| file: testdata/break_rules/readme.txt |
| Copyright (C) 2016 and later: Unicode, Inc. and others. |
| License & terms of use: http://www.unicode.org/copyright.html#License |
| |
| Copyright (c) 2015-2016, International Business Machines Corporation and others. All Rights Reserved. |
| |
| This directory contains the break iterator reference rule files used by intltest rbbi/RBBIMonkeyTest/testMonkey. |
| The rules in this directory track the boundary rules from Unicode UAX 14 and 29. They are interpretted |
| to provide an expected set of boundary positions to compare with the results from ICU break iteration. |
| |
| Each set of reference break rules lives in a separate file. |
| The list of rule files to run by default is hardcoded into the test code, in rbbimonkeytest.cpp. |
| |
| Each test file includes |
| - The type of ICU break interator to create (word, line, sentence, etc.) |
| - The locale to use |
| - Character Class definitions |
| - Rule definitions |
| |
| To Do |
| - Syntax for tailoring. |
| |
| |
| Character Class Definition: |
| name = set_regular_expression; |
| |
| Rule Definition: |
| rule_regular_expression; |
| |
| name: |
| [A-Za-z_][A-Za-z0-9_]* |
| |
| set_regular_expression: |
| The intersection of an ICU regular expression [set] expression and a UnicodeSet pattern. |
| (They are mostly the same) |
| May include previously defined set names, which are logically expanded in-place. |
| |
| rule_regular_expresson: |
| An ICU Regular Expression. |
| May include set names, which are logically expanded in-place. |
| May include a '÷', which defines a boundary position. |
| |
| Application of the rules: |
| Matching begins at the start of text, or after a previously identified boundary. |
| The pseudo-code below finds the next boundary. |
| |
| while position < end of text |
| for each rule |
| if the text at position matches this rule |
| if the rule has a '÷' |
| Boundary is found. |
| return the position of the '÷' within the match. |
| else |
| position = last character of the rule match. |
| break from the rule loop, continue the outer loop. |
| |
| This differs from the Unicode UAX algorithm in that each position in the text is |
| not tested separately.
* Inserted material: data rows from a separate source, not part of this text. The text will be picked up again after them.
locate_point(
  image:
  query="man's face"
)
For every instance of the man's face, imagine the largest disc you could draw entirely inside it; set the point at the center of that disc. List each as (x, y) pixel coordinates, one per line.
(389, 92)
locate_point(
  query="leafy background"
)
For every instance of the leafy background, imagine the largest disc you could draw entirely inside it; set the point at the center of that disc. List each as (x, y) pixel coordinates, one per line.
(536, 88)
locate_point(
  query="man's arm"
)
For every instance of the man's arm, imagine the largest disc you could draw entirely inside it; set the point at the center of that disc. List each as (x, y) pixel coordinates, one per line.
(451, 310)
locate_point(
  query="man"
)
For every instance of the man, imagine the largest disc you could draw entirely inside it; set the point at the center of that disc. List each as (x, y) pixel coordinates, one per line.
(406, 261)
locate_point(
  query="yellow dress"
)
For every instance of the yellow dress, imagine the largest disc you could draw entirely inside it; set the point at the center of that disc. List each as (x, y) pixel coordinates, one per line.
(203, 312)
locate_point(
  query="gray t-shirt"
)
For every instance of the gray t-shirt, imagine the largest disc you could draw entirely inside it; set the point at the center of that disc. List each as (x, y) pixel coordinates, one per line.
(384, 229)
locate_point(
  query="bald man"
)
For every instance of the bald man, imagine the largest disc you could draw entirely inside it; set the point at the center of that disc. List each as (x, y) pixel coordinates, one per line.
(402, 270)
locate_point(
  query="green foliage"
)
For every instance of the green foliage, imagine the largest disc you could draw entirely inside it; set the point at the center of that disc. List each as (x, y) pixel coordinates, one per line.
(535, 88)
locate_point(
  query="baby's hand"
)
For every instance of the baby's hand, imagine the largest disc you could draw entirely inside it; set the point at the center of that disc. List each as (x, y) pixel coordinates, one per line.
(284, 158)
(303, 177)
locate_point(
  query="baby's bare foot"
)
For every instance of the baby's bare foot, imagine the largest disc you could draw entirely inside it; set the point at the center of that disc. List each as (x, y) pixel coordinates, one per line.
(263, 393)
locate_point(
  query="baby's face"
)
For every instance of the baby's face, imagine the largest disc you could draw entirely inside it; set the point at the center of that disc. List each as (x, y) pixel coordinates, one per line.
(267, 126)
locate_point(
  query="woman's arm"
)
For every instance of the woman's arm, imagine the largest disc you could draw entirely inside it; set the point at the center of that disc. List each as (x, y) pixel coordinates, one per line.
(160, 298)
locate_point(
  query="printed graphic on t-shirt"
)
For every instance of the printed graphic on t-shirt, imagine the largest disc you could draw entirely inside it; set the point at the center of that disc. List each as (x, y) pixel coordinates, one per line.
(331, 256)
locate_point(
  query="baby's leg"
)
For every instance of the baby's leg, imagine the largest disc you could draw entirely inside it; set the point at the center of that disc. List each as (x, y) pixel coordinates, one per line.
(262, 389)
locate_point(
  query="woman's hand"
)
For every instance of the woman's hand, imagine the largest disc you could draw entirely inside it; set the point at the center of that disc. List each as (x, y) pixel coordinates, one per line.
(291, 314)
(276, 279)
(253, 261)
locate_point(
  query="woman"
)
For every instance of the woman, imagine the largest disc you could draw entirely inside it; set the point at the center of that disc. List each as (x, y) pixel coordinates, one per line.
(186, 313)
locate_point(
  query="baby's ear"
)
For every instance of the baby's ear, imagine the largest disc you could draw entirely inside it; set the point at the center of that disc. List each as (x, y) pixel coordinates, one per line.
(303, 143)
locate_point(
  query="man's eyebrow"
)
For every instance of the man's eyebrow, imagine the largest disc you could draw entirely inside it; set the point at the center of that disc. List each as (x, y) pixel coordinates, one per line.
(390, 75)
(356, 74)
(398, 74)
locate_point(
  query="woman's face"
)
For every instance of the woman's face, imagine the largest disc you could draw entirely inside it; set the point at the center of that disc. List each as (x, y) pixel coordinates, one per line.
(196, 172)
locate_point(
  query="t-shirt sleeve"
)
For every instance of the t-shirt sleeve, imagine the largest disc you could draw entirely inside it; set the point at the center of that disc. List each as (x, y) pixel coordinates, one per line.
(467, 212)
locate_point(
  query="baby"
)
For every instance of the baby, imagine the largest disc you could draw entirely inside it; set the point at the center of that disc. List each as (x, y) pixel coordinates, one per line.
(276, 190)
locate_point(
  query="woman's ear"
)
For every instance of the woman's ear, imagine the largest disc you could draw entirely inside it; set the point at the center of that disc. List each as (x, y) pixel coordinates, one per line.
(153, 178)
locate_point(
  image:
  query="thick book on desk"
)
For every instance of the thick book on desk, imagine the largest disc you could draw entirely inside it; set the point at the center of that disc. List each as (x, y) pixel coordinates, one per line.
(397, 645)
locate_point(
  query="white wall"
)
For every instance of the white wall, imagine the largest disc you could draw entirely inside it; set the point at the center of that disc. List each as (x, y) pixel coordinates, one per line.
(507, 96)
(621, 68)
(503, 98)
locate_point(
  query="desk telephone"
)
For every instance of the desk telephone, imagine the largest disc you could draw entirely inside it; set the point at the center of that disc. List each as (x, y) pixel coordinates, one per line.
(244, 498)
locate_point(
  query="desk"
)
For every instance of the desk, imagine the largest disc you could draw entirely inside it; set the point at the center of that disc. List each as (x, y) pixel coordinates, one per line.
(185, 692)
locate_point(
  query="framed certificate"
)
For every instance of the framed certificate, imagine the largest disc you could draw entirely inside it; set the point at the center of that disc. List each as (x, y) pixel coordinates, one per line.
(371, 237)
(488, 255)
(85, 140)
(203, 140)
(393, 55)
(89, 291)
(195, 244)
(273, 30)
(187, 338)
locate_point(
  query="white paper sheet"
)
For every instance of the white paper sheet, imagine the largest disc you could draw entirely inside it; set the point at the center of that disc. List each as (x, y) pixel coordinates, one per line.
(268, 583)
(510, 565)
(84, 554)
Instead, when a rule match is found, rule application restarts with the last |
| character of the preceding rule match. ICU's break rules also operate this way. |
| |
| Expressing rules this way simplifies UAX rules that have leading or trailing context; it |
| is no longer necessary to write expressions that match the context starting from |
| any position within it. |
| |
| This rule form differs from ICU rules in that the rules are applied sequentially, as they |
| are with the Unicode UAX rules. With the main ICU break rules, all are applied in parallel. |
| |
| Word Dictionaries |
| The monkey test does not test dictionary based breaking. The set named 'dicitionary' is special, |
| as it is in the main ICU rules. For the monkey test, no characters from the dictionary set are |
| included in the randomly-generated test data. |
| |